Ia memijat pelipisnya.
Tiba-tiba getaran notifikasi terdengar.
📩 Unknown Number.
[ Ini aku, Khalid. Aku ingin bertemu lagi denganmu nanti. Aku… ingin meminta maaf dengan cara yang benar.]
Noura mengernyit, ia hendak menghapus pesan itu saja.
Namun pesan kedua masuk 📩
[Aku tahu kau tak suka seorang pangeran, tapi aku ingin berterima kasih. Karena untuk pertama kalinya… aku bisa tersenyum lagi. Itu semua, karenamu.]
Jari Noura terhenti di atas layar.
“Kalimatnya… menyedihkan juga sih.“
Ia menggigit bibir sebentar, lalu membalas singkat. [Besok siang, satu jam saja. Kita bertemu, di Café dekat Dubai Fountain.]
Pesan terkirim.
Detik berikutnya, Noura langsung menutup wajah dengan bantal.
“Aku gila! Aku gila! Kenapa aku harus kasihan padanya!”
.
.
.
Istana cabang, di ruang rahasia Dewan Kerajaan.
Lady Eleanor berdiri tegap di depan Pangeran Hasan, pria tua itu menatapnya seperti penguasa yang tidak lagi sabar terhadap permainan keluarga raja.
“Aku sudah menginvestigasi lagi tentang kecelakaan pada suamimu, Pangeran Al Rashid... Lady. Ternyata, Pangeran Aziz sudah melampaui batas. Selama ini, dia bersih di mata publik. Namun, dia kotor dengan darah yang di sembunyikan dalam bayang-bayang.”
Lady Eleanor menarik napas. “Akhirnya, kamu bertindak dengan bijak.“
Pangeran Hasan bersedekap. “Khalid juga sudah menyerahkan bukti manipulasi laporan kecelakaan tentang Humaira, itu juga adalah perbuatan Ayahnya. Dia bahkan siap, melawan ayahnya sendiri.”

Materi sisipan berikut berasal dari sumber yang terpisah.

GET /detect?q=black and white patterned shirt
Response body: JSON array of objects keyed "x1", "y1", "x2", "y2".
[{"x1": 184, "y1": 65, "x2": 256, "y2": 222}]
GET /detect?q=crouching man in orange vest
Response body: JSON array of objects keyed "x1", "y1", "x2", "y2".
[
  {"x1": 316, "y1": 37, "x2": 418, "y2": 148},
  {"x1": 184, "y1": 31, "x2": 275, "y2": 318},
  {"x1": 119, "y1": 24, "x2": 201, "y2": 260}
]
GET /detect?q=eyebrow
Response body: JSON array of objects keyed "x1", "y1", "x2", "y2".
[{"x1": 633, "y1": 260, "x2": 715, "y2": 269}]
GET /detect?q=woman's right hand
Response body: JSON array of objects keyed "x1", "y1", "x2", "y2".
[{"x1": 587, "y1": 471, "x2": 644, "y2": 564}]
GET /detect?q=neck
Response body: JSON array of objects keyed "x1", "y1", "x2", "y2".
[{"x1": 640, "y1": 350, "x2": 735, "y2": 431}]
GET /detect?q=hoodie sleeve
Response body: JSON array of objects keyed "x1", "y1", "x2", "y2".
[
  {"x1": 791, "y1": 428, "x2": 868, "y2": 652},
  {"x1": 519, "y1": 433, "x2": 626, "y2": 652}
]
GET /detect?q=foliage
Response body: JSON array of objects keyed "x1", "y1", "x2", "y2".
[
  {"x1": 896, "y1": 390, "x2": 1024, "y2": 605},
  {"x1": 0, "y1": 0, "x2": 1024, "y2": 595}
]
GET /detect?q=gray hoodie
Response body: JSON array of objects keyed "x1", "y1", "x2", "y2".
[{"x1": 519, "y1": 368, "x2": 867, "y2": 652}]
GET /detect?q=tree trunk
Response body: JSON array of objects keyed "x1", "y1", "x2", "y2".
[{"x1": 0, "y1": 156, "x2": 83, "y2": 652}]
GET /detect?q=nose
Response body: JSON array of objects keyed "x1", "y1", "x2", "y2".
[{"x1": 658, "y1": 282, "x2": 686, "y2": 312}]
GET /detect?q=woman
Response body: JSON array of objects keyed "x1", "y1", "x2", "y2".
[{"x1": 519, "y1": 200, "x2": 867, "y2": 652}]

“Khalid? Dia akan melawan ayahnya sendiri?” Lady Eleanor terkejut
“Katanya, demi keadilan untuk Humaira,” jawab Pangeran Hasan lirih. “Dan mungkin… untuk membersihkan hatinya dari dosa yang tidak ia lakukan.”
Lady Eleanor terdiam.
“Jika perang keluarga ini benar-benar meledak, dan Pangeran Aziz ditangkap serta diadili... posisi Pangeran Khalid akan runtuh. Dewan pasti menolak dia menjadi putra mahkota, aku membutuhkan Fadil. Dia harus kembali ke istana, kembali menjadi pangeran sekaligus penerus tahta. Karena, dia satu-satunya yang paling pantas.” Ucap Pangeran Hasan.
Lady Eleanor menghela napas panjang. Ia tahu keputusan itu berat, terutama bagi Fadil yang sudah jauh dari kehidupan istana. Apakah putra bungsunya itu mau kembali terikat dengan ambisi kekuasaan yang dulu membuatnya pergi?
Namun tiba-tiba, sebuah nama terlintas di benaknya. Ide itu muncul begitu saja, membuat senyumnya muncul tipis.
Masih ada… Ammar. Putra sulungnya!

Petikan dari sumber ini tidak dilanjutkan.